I read that the new update was going to show page numbers.  Where are they?  I haven't seen any on any books yet.  Are they only on brand-new published books or what?  That is lame -- surely someone could hack up an algorithm to at least guess at the number of pages in there. 

Bob


----------



## mooshie78 (Jul 15, 2010)

It takes a while for them to download.  Do a synch/check for new items may make them download faster.

Also, it will only be for books bought from Amazon--though programs like Calibre can apparently add them to non-DRM'd books (public domain freebies etc.).


----------



## Cindy416 (May 2, 2009)

It took quite awhile for mine to download, and I think my books (440) had to be re-indexed. Something ran my battery down before I realized it, and there were suggestions that the download/re-indexing might have caused it. As for seeing the page numbers, you have to press the "Menu" key in order to see page numbers (if available) and/or locations. The rest of the time, you'll see the progress status bar and the % indicator. (I hope I'm right on all of that. My Kindle is in another room, so I'm remembering how it works.)


----------



## alexisleno (Mar 4, 2011)

Hi!

I've only noticed this so far on the Kindle App for my iPhone and only with one book I am currently reading. My roommate purchased my book for his iPad, but I haven't noticed page numbers on it...

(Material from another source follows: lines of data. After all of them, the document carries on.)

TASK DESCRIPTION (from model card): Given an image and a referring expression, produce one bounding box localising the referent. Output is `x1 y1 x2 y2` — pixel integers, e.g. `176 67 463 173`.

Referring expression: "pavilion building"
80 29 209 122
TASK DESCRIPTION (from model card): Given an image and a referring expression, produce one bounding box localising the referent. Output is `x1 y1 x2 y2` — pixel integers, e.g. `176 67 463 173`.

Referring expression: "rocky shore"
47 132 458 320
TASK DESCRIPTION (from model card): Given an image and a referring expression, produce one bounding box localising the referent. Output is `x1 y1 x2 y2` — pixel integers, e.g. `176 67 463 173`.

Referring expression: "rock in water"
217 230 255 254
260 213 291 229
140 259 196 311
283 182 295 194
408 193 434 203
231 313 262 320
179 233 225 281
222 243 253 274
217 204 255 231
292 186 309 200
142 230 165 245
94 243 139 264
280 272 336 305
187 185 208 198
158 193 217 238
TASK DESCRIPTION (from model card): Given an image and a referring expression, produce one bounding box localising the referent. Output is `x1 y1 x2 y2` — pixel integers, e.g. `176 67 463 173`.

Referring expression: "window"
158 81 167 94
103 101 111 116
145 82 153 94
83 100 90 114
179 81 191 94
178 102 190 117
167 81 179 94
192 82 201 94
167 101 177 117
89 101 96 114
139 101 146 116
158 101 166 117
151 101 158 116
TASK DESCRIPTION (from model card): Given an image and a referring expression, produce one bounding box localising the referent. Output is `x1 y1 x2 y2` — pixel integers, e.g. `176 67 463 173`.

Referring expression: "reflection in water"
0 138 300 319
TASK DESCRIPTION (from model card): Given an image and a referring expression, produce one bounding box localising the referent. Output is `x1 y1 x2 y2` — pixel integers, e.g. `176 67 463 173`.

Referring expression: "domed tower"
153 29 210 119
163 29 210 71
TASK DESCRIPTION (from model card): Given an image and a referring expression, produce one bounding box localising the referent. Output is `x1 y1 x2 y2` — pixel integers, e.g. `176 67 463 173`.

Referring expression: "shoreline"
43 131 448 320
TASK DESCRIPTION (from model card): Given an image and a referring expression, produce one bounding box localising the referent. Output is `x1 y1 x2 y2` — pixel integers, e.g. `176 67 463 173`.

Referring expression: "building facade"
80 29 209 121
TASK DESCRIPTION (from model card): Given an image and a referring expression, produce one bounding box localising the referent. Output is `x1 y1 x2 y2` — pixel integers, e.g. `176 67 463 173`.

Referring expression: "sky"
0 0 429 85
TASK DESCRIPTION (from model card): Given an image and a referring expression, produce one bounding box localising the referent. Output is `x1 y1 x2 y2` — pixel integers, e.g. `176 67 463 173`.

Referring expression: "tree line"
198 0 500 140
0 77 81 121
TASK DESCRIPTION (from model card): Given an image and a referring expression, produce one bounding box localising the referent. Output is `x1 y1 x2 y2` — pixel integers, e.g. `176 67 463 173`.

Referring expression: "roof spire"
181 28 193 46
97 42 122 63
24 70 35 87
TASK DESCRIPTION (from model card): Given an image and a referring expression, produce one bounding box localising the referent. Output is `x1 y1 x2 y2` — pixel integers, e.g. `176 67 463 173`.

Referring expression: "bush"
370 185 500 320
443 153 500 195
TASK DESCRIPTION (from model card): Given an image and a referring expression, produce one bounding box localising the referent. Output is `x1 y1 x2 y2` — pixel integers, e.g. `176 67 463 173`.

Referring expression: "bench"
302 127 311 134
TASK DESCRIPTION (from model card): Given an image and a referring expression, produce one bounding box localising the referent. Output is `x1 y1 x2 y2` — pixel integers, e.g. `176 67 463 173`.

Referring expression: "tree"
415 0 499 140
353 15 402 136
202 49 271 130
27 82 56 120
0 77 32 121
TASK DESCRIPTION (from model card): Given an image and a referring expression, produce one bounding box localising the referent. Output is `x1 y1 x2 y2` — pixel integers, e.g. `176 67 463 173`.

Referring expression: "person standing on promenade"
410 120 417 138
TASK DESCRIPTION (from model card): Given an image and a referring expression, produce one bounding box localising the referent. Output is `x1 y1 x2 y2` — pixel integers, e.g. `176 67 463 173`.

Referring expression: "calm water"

Not sure if this is going through for all books or what...


----------



## Cindy416 (May 2, 2009)

When I did the update, I didn't think that many of my books had page numbers. A couple of days later, I checked and many have the page numbers available. I just had to be patient enough to wait for the downloading to take place.


----------



## ff2 (Oct 20, 2010)

The books with Page Numbers are NOT new books, there is a complementary file with the same name as the book but an "APNX" file extension.  That's what contains the numbering info.  On the Amazon site for the book, they will tell you to which paper version the numbering is keyed, if that info is not there (with the isbn) then the book does not (yet) have page numbering.  There is a Calibre plugin that can generate that file for NON-Amazon books and it is an approximation of the number of pages and there is are a more and less accurate estimation equation.


----------



## history_lover (Aug 9, 2010)

There are still a lot of books with no page numbers because they simply haven't been attributed. As ff2 mentioned, if you go to the Amazon page of a book and it doesn't say "Page Numbers Source ISBN" under the product details, it won't have page numbers, period. It's not a matter of waiting for the download to take place, it's a matter of waiting for the page numbers to be added to begin with. I don't know whether this is in the hands of Amazon or the publishers but there are still a LOT of books with no page numbers (and apparently I happen to have a lot of those). Even brand new releases like the one I'm reading now:
http://www.amazon.com/Royal-Pains-Rogues-Gallery-ebook/dp/B004BDP084/ref=sr_1_1_title_1_ke?s=books&ie=UTF8&qid=1299515575&sr=1-1


----------



## bsabiston (Sep 16, 2010)

When you say you have to wait a long time for the download to happen, what do you mean?  Do you mean it will just do it at some point in the future, or can I turn it on and tell it to download whatever it's got to download now?

I also tried using calibre -- went in and double clicked the plugin, it looked enabled already.  I checked that box 'slow and more accurate page number generation' though, hit apply.  I transferred a handful of books to the Kindle again, but I still don't see any page numbers any where.  What's the deal.  I know I have the recent Kindle update because it does that thing at the end of the book, asking you to rate it I think?

Thanks
Bob


----------



## daveconifer (Oct 20, 2009)

I'm confused about whether I want page numbers or not.  A lot of smart people seem to want them, which always sways a dumb person like me.  On the other hand, I don't get what they would mean unless they are static and appear in the content exactly where they appear in a printed version.  Is that how they work?  But if that's the case, a complementary file probably wouldn't be needed.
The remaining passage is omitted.